Metabolic Diet – Your Average Day

I just want to give everyone an idea of what an average days intake would look like, with 3 examples of each.

So, the bulk of your plate is Protein and Fibre (the more filling nutrients) , then fats and carbs. If the typical meal set below doesnt fill you, add more protein and fibre.

The Day

– Wake up in the morning

Breakfast

1.   Oatmeal with water, protein shake (100% whey)

2    Wheat and Gluten Free Toast (2 slices) with 4 egg omelette (1 yolk)
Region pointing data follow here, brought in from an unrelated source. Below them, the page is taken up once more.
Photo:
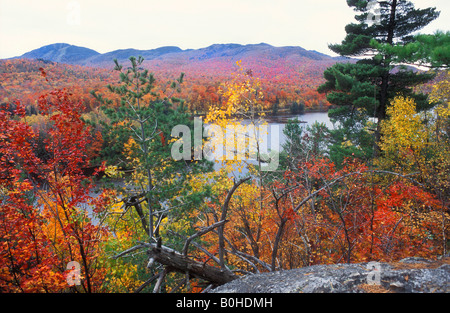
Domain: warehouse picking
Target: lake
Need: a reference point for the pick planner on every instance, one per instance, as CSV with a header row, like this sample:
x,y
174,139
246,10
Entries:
x,y
274,138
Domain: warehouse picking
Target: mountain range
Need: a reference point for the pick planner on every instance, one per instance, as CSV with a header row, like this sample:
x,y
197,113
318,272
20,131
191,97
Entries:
x,y
71,54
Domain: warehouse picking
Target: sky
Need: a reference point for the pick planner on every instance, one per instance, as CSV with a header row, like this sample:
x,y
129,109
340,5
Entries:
x,y
107,25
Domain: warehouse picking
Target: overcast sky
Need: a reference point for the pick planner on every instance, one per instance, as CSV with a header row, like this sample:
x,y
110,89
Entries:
x,y
106,25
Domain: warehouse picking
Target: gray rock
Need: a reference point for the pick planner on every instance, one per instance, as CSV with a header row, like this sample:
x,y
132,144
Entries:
x,y
411,275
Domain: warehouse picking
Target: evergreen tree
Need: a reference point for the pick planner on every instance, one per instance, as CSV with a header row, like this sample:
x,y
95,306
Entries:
x,y
144,122
370,83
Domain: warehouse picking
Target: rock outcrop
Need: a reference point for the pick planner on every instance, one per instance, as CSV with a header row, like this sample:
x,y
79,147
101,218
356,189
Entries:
x,y
411,275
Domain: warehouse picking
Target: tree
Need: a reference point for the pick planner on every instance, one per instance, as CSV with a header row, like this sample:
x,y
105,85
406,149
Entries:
x,y
425,50
49,197
370,83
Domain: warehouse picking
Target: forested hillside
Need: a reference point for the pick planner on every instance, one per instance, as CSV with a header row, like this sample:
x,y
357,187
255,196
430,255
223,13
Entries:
x,y
108,181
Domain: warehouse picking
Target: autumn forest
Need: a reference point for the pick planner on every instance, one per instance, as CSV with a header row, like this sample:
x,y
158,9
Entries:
x,y
93,201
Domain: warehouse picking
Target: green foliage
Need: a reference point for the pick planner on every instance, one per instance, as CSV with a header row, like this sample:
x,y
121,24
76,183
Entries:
x,y
364,89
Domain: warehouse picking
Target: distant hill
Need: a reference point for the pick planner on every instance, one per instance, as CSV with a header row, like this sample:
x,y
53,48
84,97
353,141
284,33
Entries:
x,y
70,54
287,75
61,53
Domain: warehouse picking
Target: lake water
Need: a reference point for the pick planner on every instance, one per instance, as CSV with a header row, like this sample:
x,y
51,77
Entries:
x,y
272,138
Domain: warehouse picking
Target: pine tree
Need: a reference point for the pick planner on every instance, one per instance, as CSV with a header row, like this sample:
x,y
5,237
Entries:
x,y
371,82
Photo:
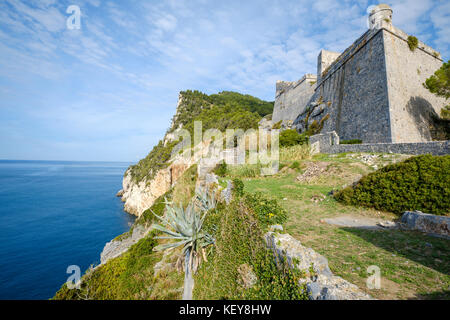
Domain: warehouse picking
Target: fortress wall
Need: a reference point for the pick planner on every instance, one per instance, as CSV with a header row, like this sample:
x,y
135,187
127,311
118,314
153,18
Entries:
x,y
292,98
324,61
354,89
411,105
329,143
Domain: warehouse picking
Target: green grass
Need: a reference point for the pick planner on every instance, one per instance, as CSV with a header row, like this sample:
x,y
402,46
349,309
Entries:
x,y
410,268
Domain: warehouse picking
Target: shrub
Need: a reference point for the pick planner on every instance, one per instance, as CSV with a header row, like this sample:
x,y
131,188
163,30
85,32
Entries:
x,y
352,141
221,169
238,187
268,211
413,43
244,171
291,137
240,242
419,183
121,278
295,165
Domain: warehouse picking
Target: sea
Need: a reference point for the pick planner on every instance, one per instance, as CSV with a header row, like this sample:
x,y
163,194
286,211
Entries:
x,y
54,215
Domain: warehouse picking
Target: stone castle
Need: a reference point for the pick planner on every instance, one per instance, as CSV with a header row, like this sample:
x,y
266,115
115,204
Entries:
x,y
373,91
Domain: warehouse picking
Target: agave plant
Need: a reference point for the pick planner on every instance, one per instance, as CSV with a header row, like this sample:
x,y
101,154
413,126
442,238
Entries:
x,y
185,226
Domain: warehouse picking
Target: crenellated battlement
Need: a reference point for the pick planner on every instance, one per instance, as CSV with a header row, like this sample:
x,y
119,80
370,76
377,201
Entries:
x,y
372,90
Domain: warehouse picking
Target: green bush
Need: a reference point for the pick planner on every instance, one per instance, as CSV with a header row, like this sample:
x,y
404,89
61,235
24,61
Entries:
x,y
221,169
291,137
226,110
351,141
268,211
419,183
238,187
295,165
240,243
277,125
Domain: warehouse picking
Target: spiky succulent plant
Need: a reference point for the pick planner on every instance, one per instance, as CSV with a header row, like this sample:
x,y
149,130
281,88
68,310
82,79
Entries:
x,y
185,226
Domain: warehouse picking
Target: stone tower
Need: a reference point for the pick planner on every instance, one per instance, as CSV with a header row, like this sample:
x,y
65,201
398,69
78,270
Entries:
x,y
373,91
379,14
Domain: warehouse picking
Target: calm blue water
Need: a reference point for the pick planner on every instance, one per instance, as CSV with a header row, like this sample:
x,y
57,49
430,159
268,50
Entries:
x,y
52,215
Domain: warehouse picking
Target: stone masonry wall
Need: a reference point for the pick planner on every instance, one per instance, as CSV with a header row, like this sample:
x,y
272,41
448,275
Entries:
x,y
412,107
292,98
324,60
355,91
329,143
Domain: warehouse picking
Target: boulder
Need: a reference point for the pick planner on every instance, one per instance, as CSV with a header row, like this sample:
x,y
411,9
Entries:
x,y
321,284
428,223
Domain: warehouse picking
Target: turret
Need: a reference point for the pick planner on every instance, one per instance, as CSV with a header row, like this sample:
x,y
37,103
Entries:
x,y
379,15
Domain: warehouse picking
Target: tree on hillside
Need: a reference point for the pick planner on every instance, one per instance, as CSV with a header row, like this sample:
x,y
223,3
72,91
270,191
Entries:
x,y
439,84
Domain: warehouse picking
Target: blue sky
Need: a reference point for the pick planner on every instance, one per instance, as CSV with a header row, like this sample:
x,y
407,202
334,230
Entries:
x,y
109,90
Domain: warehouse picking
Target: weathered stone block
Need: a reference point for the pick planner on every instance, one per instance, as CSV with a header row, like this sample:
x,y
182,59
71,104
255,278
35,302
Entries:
x,y
428,223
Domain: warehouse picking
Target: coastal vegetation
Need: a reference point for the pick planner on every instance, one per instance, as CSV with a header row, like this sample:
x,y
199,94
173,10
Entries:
x,y
225,110
419,183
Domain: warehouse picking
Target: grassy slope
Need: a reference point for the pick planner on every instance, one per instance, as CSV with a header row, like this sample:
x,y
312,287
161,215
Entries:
x,y
412,265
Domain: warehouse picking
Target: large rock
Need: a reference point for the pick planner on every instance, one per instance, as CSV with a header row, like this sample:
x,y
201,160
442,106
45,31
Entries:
x,y
428,223
321,284
115,248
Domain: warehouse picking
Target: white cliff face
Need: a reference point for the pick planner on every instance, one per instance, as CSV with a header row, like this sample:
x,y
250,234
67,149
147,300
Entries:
x,y
138,197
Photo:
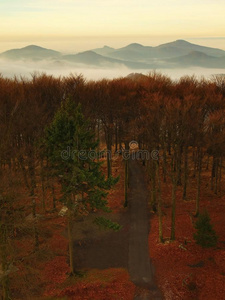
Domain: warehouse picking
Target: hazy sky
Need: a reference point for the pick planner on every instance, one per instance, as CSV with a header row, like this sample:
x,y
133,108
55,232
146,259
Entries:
x,y
86,23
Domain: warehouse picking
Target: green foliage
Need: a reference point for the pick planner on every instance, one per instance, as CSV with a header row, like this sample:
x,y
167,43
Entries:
x,y
205,235
107,224
69,143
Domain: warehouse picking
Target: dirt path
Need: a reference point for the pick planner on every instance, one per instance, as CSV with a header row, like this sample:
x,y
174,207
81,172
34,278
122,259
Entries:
x,y
128,248
139,265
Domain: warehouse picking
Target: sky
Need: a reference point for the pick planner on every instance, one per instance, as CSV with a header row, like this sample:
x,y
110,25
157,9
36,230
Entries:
x,y
76,25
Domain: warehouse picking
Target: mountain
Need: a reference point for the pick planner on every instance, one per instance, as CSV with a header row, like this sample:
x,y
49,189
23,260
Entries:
x,y
31,52
104,50
176,54
133,52
198,59
91,58
138,52
187,47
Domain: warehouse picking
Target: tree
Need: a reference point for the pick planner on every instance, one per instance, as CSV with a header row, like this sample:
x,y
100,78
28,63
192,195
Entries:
x,y
71,151
205,235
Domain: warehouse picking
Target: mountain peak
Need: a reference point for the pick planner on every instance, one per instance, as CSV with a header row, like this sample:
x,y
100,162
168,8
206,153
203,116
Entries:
x,y
135,45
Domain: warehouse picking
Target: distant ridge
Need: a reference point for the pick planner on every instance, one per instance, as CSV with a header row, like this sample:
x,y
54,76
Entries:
x,y
175,54
31,52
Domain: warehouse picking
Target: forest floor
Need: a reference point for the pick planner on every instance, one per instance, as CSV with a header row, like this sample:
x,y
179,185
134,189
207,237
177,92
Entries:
x,y
183,269
127,248
110,269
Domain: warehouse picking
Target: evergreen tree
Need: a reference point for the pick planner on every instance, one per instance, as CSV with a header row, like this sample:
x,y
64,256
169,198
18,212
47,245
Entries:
x,y
205,235
72,153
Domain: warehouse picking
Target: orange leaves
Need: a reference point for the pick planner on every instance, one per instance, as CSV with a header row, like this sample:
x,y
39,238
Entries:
x,y
116,286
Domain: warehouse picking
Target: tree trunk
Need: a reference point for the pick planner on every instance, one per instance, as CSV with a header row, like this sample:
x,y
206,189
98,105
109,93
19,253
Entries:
x,y
70,239
159,205
198,181
185,172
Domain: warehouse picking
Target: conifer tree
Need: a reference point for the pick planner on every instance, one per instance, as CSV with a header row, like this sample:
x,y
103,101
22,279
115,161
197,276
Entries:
x,y
72,152
205,235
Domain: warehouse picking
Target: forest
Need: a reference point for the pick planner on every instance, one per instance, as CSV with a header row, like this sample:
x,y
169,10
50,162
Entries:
x,y
43,197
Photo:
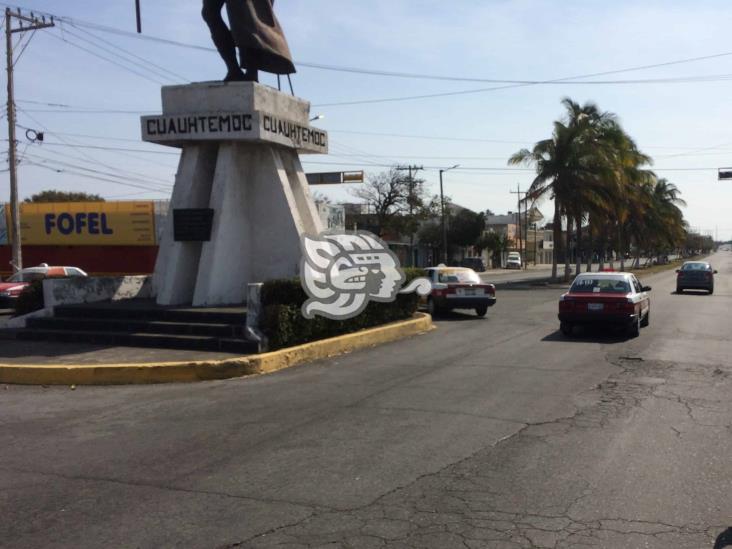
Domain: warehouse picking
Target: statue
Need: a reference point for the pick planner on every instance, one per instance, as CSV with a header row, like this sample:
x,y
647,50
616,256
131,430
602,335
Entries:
x,y
257,34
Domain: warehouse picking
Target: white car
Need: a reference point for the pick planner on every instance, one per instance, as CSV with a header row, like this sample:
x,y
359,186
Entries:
x,y
513,261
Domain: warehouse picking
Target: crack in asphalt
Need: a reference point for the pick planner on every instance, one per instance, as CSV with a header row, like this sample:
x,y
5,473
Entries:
x,y
461,505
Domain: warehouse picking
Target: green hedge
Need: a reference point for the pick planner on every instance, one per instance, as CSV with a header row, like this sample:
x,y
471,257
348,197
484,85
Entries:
x,y
284,325
30,299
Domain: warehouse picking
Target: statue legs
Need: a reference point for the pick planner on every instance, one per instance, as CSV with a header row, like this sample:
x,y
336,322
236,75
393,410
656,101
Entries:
x,y
223,40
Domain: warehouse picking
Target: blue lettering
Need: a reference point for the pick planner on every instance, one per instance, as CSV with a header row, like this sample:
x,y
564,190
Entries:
x,y
65,223
50,222
105,228
93,220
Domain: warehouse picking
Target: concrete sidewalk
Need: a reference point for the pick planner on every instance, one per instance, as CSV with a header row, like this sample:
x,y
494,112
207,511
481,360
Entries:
x,y
50,352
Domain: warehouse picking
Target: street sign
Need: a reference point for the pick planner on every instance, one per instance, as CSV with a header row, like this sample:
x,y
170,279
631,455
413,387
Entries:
x,y
334,178
725,173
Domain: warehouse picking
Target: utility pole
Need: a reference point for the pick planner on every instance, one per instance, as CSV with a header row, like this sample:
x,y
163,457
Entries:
x,y
34,24
442,214
411,206
520,226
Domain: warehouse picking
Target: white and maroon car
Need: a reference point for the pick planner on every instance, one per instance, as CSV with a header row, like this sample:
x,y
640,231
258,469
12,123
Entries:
x,y
614,299
458,288
11,288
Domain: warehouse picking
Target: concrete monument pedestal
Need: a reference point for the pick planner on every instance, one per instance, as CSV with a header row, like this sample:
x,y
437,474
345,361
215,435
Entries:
x,y
240,143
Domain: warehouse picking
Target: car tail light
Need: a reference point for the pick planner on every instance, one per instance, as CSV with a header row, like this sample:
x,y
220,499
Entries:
x,y
627,306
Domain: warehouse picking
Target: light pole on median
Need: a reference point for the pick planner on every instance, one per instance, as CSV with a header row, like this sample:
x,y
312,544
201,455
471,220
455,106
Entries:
x,y
442,208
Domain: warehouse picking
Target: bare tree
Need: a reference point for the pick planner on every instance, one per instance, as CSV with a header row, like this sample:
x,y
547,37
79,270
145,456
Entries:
x,y
391,197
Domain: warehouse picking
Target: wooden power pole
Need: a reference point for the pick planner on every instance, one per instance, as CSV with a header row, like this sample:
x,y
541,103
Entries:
x,y
411,169
32,23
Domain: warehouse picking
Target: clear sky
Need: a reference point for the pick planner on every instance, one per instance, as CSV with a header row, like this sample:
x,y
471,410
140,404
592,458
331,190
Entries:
x,y
680,114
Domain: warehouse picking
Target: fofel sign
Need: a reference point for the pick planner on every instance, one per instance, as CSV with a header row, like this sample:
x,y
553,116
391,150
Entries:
x,y
88,224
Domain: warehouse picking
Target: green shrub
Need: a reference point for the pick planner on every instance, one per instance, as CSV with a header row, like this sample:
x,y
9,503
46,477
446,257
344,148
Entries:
x,y
284,325
30,299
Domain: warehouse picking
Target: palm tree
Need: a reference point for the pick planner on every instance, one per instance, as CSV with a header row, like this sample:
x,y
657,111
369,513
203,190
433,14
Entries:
x,y
573,168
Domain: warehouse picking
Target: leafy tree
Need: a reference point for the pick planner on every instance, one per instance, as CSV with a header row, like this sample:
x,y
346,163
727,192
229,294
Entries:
x,y
64,196
594,172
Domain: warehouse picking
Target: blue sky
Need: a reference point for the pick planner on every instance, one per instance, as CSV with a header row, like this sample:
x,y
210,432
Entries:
x,y
685,126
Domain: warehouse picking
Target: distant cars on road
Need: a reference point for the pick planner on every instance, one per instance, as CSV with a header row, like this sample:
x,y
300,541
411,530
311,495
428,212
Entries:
x,y
458,288
14,285
475,263
695,275
608,299
513,261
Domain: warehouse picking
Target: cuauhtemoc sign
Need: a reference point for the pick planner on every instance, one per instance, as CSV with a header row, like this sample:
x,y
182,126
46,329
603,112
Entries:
x,y
257,126
88,223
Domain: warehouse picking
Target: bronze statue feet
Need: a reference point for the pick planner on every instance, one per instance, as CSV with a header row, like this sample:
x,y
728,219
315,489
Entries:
x,y
235,76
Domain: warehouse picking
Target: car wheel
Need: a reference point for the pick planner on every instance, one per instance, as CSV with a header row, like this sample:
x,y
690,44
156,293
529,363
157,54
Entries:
x,y
646,320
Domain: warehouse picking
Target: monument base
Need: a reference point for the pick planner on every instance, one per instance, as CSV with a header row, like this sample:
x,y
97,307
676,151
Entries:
x,y
255,186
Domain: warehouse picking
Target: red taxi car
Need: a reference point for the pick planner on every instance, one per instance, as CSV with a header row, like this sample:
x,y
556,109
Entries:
x,y
615,299
11,288
458,288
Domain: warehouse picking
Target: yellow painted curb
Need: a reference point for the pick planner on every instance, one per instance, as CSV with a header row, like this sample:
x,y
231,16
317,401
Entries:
x,y
167,372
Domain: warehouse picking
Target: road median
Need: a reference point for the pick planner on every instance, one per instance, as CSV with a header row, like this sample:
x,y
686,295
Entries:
x,y
189,371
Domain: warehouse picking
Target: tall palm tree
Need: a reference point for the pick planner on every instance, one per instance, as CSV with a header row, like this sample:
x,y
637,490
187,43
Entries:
x,y
573,168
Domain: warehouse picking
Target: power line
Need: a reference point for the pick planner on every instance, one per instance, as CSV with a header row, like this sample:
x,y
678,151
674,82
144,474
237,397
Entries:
x,y
103,148
138,57
100,56
148,182
403,74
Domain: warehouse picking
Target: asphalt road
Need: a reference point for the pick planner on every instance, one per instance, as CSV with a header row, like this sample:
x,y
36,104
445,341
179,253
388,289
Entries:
x,y
485,433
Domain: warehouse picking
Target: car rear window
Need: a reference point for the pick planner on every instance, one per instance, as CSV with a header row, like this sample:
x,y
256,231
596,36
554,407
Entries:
x,y
466,276
604,285
695,267
26,277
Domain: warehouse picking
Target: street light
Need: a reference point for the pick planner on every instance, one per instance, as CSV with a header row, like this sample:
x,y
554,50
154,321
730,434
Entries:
x,y
442,208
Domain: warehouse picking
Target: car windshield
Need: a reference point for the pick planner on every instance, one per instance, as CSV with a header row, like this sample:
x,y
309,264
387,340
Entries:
x,y
466,276
26,277
604,285
695,267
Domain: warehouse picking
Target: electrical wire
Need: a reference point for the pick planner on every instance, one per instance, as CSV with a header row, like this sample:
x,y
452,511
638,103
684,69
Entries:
x,y
112,61
32,34
125,59
146,181
129,53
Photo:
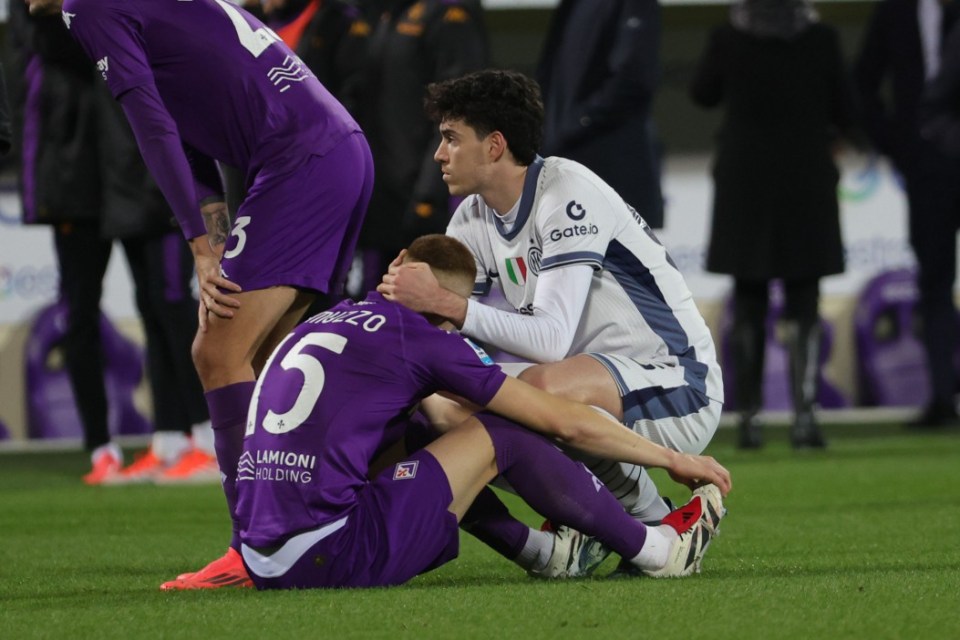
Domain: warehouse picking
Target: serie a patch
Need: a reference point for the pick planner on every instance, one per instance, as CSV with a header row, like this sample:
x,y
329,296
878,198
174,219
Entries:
x,y
405,470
3    Left-Overs from Last Nights dinner

–  Snack (2.5 hours later)

1    Protein Shake

2    Celery and Peanut Butter

3    6-8 almonds and Apple

Lunch (2.5 hours later)

1    Grilled Chicken Breast with Cabbage and Mashed Sweet Potato (0.5 cups)

2    Salmon Darne with lemon juice and 1 cup brocolli, slice toast (no wheat/gluten)

3    Salad – Brocolli, Olives, Small amount feta cheese.

–   Snack 2 (3 hours later)

1    Brocolli (al Dente) mash with Hommous

2    Cabbage and Ripped Chicken Mash with olive spread.

3    Apple,  1 tlbs  Almond/ Cashew Nut Butter

–  Dinner (2.5 hours later)

1     Organic Beef Cuts, Spinach (Olive Spread) and Celery

2     Roasted Mackerel with lemon slices, celery and spinach leaves.

3     Organic Beef Mince with chopped tomatoes and spices with brocolli, cabbage and olive spread.